Iran : L’Écho Glaçant d’une Répression Inédite
Le 10 janvier 2026 restera gravé dans la mémoire de Kiarash comme une nuit d’horreur et de confusion. De retour en Europe, il livre un témoignage poignant sur l’ampleur sans précédent de la répression qui s’est abattue sur l’Iran, alors que le pays est plongé dans un black-out numérique depuis le 8 janvier. Son récit, empreint de la brutalité des événements, met en lumière la face cachée d’une contestation étouffée dans le sang.

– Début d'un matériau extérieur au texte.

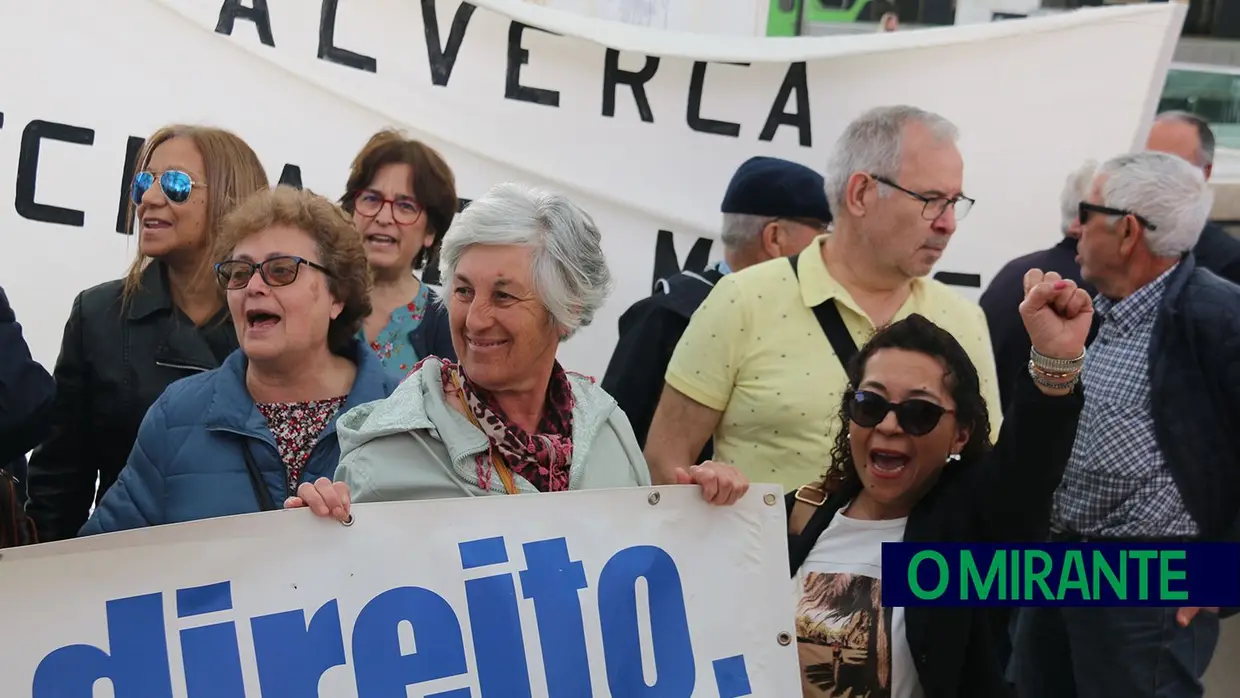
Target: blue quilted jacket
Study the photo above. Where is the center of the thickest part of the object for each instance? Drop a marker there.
(187, 463)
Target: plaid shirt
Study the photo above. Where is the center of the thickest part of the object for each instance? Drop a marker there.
(1116, 484)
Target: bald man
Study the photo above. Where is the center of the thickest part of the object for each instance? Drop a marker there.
(1191, 138)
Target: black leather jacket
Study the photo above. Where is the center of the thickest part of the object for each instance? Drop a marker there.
(115, 358)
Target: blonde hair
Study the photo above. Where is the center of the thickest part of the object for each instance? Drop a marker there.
(232, 172)
(340, 249)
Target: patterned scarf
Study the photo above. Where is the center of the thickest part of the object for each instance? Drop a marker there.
(544, 458)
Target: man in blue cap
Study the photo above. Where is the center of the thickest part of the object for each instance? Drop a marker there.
(771, 208)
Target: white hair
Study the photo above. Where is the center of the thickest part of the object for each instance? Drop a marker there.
(740, 229)
(874, 144)
(571, 274)
(1076, 189)
(1164, 190)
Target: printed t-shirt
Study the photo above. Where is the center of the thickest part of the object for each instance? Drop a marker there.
(848, 644)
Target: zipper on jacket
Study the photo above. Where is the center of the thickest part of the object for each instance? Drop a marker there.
(182, 366)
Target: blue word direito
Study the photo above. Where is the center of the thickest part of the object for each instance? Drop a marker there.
(292, 652)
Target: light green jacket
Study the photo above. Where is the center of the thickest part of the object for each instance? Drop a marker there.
(412, 445)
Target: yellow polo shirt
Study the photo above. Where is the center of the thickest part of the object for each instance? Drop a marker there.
(755, 352)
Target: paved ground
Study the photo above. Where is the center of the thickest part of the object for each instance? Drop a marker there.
(1223, 680)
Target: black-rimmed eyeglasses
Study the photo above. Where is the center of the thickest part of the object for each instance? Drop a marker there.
(1085, 208)
(933, 206)
(234, 274)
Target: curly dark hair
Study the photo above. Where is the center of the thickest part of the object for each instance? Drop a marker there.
(923, 336)
(434, 185)
(340, 249)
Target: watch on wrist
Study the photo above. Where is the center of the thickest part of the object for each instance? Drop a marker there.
(1049, 365)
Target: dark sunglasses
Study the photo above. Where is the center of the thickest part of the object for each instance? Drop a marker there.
(915, 417)
(1085, 208)
(175, 185)
(234, 274)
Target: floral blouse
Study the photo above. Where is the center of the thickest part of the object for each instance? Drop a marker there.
(392, 346)
(296, 428)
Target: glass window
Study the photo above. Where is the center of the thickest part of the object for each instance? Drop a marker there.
(1209, 92)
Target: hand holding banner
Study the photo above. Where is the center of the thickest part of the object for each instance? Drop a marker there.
(599, 593)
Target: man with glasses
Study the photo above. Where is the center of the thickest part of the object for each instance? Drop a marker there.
(1158, 445)
(771, 208)
(1005, 293)
(760, 366)
(1191, 136)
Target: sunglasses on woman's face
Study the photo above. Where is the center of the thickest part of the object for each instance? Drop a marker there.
(175, 185)
(915, 417)
(234, 274)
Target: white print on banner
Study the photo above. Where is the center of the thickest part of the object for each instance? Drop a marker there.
(509, 615)
(641, 128)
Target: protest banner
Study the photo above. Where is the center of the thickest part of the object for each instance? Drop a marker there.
(623, 593)
(644, 128)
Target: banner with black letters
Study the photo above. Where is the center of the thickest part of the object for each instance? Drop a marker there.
(642, 127)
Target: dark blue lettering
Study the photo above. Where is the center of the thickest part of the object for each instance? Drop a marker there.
(138, 666)
(668, 625)
(381, 668)
(553, 579)
(293, 656)
(210, 653)
(495, 622)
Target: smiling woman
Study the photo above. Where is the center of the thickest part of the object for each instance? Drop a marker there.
(241, 439)
(913, 461)
(127, 340)
(525, 270)
(402, 197)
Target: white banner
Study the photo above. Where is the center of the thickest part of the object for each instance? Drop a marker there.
(623, 593)
(644, 128)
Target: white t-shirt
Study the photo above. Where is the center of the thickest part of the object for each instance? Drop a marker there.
(850, 645)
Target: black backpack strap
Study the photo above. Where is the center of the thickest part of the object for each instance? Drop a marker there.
(832, 324)
(256, 479)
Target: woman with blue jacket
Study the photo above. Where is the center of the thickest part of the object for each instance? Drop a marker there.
(241, 438)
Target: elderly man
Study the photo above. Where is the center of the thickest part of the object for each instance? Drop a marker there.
(1003, 295)
(771, 208)
(1158, 444)
(760, 366)
(1189, 136)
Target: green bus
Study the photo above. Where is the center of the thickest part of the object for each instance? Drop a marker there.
(796, 17)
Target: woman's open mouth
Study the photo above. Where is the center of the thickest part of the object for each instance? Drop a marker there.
(887, 463)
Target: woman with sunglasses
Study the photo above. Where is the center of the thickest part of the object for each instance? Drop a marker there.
(914, 463)
(127, 340)
(242, 438)
(402, 197)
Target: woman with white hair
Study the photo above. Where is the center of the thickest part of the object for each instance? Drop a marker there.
(523, 269)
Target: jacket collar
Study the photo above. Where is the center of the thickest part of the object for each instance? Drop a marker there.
(233, 409)
(1176, 283)
(153, 295)
(419, 404)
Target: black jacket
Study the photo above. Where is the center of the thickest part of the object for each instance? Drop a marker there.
(114, 361)
(1001, 301)
(26, 396)
(649, 334)
(1194, 388)
(1002, 499)
(1219, 252)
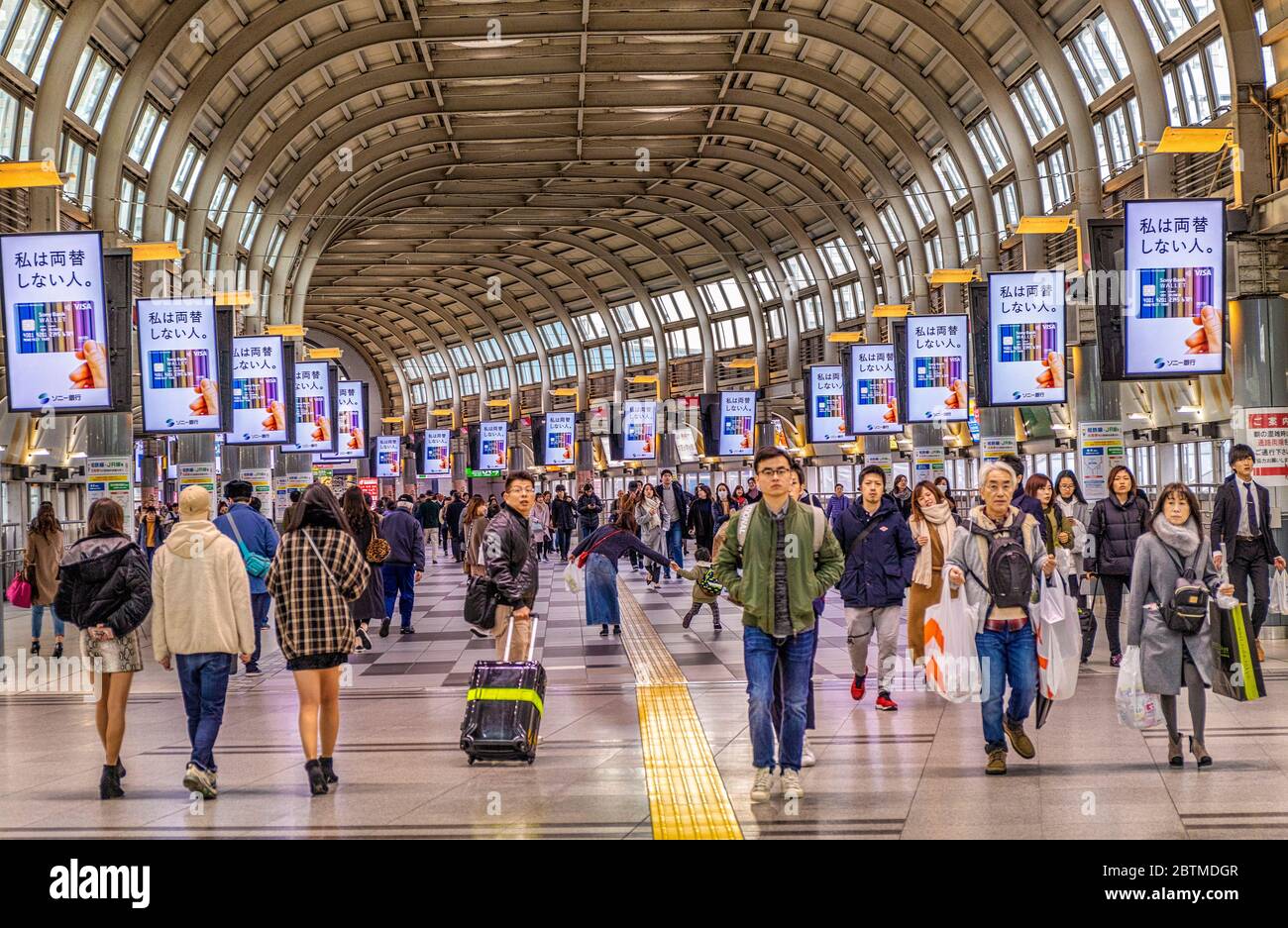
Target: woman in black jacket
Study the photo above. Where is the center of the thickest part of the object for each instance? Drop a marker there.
(104, 588)
(1117, 521)
(702, 519)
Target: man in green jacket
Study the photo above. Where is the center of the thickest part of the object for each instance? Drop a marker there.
(776, 566)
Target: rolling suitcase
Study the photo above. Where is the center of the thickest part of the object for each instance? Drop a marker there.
(503, 707)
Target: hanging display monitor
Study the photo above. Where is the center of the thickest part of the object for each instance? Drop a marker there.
(938, 364)
(1025, 338)
(261, 391)
(179, 374)
(492, 446)
(737, 424)
(872, 390)
(825, 419)
(55, 322)
(436, 461)
(558, 439)
(351, 421)
(639, 430)
(314, 408)
(387, 456)
(1175, 288)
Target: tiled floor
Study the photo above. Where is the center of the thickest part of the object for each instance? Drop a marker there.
(912, 773)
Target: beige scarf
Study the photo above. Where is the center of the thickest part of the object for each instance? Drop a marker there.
(940, 518)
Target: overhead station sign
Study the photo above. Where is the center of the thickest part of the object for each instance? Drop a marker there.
(179, 365)
(54, 322)
(1173, 296)
(1025, 338)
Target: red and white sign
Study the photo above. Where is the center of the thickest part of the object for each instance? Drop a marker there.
(1267, 435)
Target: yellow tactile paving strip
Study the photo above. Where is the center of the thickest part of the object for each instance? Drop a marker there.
(687, 795)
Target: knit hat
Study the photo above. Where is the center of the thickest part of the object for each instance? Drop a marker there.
(194, 505)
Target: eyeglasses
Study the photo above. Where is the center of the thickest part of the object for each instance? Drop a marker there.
(774, 471)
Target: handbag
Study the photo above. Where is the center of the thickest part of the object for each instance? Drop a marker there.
(20, 591)
(377, 549)
(257, 566)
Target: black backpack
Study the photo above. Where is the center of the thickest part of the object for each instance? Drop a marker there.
(1010, 569)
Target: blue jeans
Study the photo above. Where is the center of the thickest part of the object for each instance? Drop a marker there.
(204, 678)
(674, 547)
(399, 578)
(761, 656)
(1006, 656)
(38, 615)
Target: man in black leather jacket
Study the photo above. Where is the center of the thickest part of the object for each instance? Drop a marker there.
(511, 566)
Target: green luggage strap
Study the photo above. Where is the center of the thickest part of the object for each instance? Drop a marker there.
(506, 694)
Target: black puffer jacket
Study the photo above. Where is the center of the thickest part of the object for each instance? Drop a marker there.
(104, 580)
(510, 559)
(1116, 527)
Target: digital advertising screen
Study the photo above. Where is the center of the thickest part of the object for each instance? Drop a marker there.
(1025, 338)
(825, 412)
(492, 445)
(54, 321)
(938, 367)
(874, 404)
(737, 424)
(1173, 297)
(261, 391)
(559, 437)
(437, 461)
(387, 456)
(179, 365)
(639, 430)
(314, 416)
(351, 421)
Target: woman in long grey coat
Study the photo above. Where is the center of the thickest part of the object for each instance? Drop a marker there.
(1171, 660)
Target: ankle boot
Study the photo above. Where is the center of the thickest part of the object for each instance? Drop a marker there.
(317, 778)
(327, 770)
(110, 784)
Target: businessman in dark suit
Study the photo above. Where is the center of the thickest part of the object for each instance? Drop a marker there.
(1240, 521)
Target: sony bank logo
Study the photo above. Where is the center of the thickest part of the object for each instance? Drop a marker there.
(76, 881)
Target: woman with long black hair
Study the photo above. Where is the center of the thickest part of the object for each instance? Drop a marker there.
(317, 571)
(365, 527)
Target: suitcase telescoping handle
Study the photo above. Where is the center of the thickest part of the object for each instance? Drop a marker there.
(532, 636)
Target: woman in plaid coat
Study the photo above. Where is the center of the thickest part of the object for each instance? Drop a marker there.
(317, 571)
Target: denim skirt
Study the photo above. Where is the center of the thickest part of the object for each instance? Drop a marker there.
(601, 605)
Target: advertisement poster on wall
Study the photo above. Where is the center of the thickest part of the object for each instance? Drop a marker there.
(387, 456)
(259, 391)
(559, 439)
(1025, 338)
(54, 322)
(639, 430)
(874, 406)
(737, 424)
(314, 419)
(938, 368)
(1100, 450)
(1173, 299)
(437, 461)
(351, 421)
(179, 365)
(825, 412)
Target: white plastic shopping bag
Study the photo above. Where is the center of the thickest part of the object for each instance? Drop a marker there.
(952, 663)
(1059, 641)
(575, 576)
(1136, 708)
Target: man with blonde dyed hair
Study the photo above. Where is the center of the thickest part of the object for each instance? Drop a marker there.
(997, 554)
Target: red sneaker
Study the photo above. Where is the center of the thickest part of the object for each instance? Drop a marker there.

Un Témoignage Choc : La Place Kadj, Théâtre d’une Violence Aveugle
Kiarash, dont l’identité est protégée pour sa sécurité, n’a trouvé le repos que par intermittence depuis ce funeste samedi. Les images et les sons de la place Kadj, au nord-ouest de Téhéran, le hantent encore. Au milieu des cris « Mort à Khamenei », l’impensable s’est produit. « J’ai vu passer une femme en tchador. Puis j’ai entendu : “Toc. Toc.” Un homme est tombé par terre à côté de moi. La femme en tchador a avancé. J’ai vu son pistolet avec un silencieux. Toc. Toc. Une balle dans la tête. Une balle dans les jambes. Un deuxième corps est tombé, puis un troisième. J’ai crié : “Rattrapez-la ! Elle tire sur les gens !” Je ne sais pas si c’était vraiment une femme ou un homme déguisé sous le tchador. Elle est partie en courant, et je l’ai perdue de vue dans la foule. » Cette scène d’une violence inouïe, perpétrée avec une froide détermination, illustre la dérive autoritaire du régime.
Le Bilan Tragique d’une Vague de Contestation
Les informations, fragmentées par la coupure d’Internet, peinent à émerger, mais le tableau est déjà sombre. Selon la Human Rights Activists News Agency, une organisation basée aux États-Unis, le bilan provisoire des manifestations s’élève à au moins 2 571 morts, incluant une centaine de membres des forces de l’ordre. Ce chiffre dépasse de loin toutes les vagues de contestation précédentes en Iran et est, de l’avis des experts, largement sous-estimé. Les hangars du centre médico-légal de Kahrizak, à Téhéran, décrits par des témoins comme étant remplis de « deux ou trois couches de corps entassés les uns sur les autres », témoignent de l’ampleur de la tragédie humaine qui se déroule loin des regards du monde.